7. How many exploded planets this side of Neptune?

In the discussion about the rock content of Jupiter and Saturn it was suggested that there were two ex-planets: one between Mars and Jupiter, the other between Saturn and Uranus. If so, then meteorites should fall into two primary groups – based not on whether they included chondrules (since both explosions would have produced melt droplets) but on some factor related either to their position (how near the Sun they were) or to their mass (the extent to which they synthesised new isotopes).

One such dichotomy is seen in the distinction between carbonaceous and non-carbonaceous meteorites. The difference is considered more fundamental than the division into chondrites, achondrites and irons. In principle, carbonaceous chondrites are so called because they are enriched in carbon. Much of the excess inheres in the minerals calcite, CaCO3, and dolomite, CaMg(CO3)2, which precipitated when carbonic acid – CO2 dissolved in water – exsolved calcium and magnesium from the existing minerals.

Frozen carbon dioxide is found throughout the solar system, from the Kuiper Belt to Mercury (De Prá et al. 2024).
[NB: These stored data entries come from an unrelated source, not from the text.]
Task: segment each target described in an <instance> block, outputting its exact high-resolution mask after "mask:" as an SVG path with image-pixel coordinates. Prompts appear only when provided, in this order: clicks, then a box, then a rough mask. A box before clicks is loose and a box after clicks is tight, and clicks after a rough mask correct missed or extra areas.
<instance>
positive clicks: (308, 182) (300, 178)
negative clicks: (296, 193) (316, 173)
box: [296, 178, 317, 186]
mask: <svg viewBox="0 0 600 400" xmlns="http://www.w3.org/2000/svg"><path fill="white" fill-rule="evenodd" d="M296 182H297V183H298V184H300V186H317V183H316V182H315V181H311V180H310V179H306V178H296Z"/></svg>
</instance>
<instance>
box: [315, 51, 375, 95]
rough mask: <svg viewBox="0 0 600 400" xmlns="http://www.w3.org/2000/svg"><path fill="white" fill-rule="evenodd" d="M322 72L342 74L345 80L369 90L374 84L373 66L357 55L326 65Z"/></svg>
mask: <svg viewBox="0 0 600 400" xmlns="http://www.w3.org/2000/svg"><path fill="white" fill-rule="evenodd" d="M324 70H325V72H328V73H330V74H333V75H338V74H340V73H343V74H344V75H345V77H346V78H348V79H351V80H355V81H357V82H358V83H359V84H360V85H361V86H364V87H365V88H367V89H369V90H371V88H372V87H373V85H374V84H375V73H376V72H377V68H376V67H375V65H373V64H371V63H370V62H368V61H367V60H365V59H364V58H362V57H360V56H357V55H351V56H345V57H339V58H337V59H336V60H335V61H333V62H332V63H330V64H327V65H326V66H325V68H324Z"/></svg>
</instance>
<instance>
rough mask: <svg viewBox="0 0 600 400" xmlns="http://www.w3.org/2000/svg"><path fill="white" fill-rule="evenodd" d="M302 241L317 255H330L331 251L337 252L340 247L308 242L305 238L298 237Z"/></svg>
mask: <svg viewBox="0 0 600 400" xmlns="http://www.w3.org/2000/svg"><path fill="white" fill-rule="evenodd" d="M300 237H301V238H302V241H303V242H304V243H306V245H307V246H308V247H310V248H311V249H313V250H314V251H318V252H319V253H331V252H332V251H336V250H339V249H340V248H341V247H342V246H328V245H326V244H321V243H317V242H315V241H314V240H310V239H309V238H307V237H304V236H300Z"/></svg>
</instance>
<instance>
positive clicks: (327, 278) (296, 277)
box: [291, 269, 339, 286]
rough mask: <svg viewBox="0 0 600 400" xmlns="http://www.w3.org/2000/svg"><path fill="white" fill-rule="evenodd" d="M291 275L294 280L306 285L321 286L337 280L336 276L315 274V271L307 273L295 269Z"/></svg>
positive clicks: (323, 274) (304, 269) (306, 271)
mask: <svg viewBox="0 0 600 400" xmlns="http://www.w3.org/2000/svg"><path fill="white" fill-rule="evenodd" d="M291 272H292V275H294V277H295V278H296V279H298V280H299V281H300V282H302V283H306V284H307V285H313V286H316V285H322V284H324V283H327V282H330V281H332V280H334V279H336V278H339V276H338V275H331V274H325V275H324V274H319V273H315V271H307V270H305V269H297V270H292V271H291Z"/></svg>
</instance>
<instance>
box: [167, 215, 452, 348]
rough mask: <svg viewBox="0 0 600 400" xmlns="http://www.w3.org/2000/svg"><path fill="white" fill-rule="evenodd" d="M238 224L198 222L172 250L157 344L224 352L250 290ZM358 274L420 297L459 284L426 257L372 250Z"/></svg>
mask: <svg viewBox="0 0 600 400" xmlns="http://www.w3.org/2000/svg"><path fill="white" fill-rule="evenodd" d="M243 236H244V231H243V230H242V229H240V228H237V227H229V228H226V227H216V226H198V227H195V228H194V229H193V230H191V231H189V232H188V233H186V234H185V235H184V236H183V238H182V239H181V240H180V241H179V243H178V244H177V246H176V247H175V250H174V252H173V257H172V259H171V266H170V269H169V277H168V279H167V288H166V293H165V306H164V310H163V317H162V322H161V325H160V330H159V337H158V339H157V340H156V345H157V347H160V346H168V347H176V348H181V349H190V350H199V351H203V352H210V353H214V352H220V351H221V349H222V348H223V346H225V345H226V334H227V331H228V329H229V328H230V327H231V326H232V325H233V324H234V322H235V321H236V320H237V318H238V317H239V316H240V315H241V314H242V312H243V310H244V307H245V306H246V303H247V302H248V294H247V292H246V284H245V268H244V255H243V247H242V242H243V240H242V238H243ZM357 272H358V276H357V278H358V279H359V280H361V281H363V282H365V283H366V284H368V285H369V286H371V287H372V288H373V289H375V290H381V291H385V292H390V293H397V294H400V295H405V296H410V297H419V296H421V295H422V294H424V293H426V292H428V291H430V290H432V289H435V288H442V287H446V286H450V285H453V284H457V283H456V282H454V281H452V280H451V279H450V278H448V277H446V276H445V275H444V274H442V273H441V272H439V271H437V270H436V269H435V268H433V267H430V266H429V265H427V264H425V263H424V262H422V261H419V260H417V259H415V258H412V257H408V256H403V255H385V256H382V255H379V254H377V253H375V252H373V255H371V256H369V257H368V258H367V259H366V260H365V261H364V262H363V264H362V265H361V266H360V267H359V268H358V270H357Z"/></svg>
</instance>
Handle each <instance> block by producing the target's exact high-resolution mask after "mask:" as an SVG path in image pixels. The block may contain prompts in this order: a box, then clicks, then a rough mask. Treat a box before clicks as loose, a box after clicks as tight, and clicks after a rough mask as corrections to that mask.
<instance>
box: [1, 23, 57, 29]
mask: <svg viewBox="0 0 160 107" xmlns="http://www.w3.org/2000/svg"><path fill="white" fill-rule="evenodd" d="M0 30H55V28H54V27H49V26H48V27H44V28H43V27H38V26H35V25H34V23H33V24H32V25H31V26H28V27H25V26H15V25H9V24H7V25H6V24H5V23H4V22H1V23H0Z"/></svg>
The constituent elements presumably emanated from the Sun, at a time when it was generating and blasting out significant amounts of carbon, nitrogen and oxygen. The water, diffusing inward through the solar system, came from beyond Neptune and as the wind pressure increased decreased in volume.

It is generally agreed that carbonaceous meteorites originated from the outer system, beyond Jupiter, and non-carbonaceous meteorites from the solar system this side of Jupiter. Later Jupiter’s gravitational influence drew some of the carbonaceous chondrites into the belt (Warren 2011). Although mixing and drifting have obscured the zonation of the main asteroid belt, carbonaceous asteroids are more frequent in the middle to outer belt and non-carbonaceous asteroids (S-types) in the inner belt. Examples of inward migration include the carbonaceous asteroid Ryugu, which orbits eccentrically between Mars and Earth, and the comet Wild 2.

After Kruijer et al 2019 - minor element enrichment/depletion trends in meteorites are broadly linearThe dichotomy is most clearly reflected in isotopic differences. Isotopes in carbonaceous meteorites tend to be neutron-heavy, particularly in the case of minor elements such as Ti, Cr, Ni and Mo (Warren 2011, Dauphas & Schauble 2016). A graph of 95Mo plotted against 94Mo, for example, reveals one ratio for carbonaceous chondrites, achondrites and irons and a lower degree of enrichment for non-carbonaceous chondrites, achondrites and irons. Sometimes the dichotomy cuts across differences in carbon content. For example, ureilites are carbon-rich (hence the diamonds) but isotopically non-carbonaceous. Most iron meteorites are carbon-poor, but some isotopically line up with the carbonaceous meteorites. Intermediate compositions do not occur. The key point is that, because chondrules, matrix and irons all show the ratios characteristic of one group or the other, each group must have had the same ancestry.

What accounts for the differences? That they reflect nucleosynthetic processes is generally agreed. However, according to standard cosmology, nucleosynthesis takes place only in stars. This entails, implausibly, that two supernovae contributed to the nebula and that the injected isotopes retained their distinctive ratios in discrete ‘reservoirs’. The alternative explanation is that the discrete reservoirs were in fact planets, and that the degree to which neutron-heavy isotopes were synthesised depended on planetary mass. Carbonaceous chondrites have more 95Mo and 94Mo proportionally because the planet from which they originated was the more massive of the two. Earth and Mars have lower ratios than either because these still extant planets were less massive than either.

CAIs are typically many times more abundant in carbonaceous chondrites (0.5–3% by volume) than in the non-carbonaceous enstatite and ordinary chondrites (less than 0.1%) (Desch et al. 2018). As they required high temperatures to form, the more massive of the planets that exploded must have been the one between Saturn and Uranus, consistent with the higher proportions of neutron-rich isotopes in carbonaceous chondrites.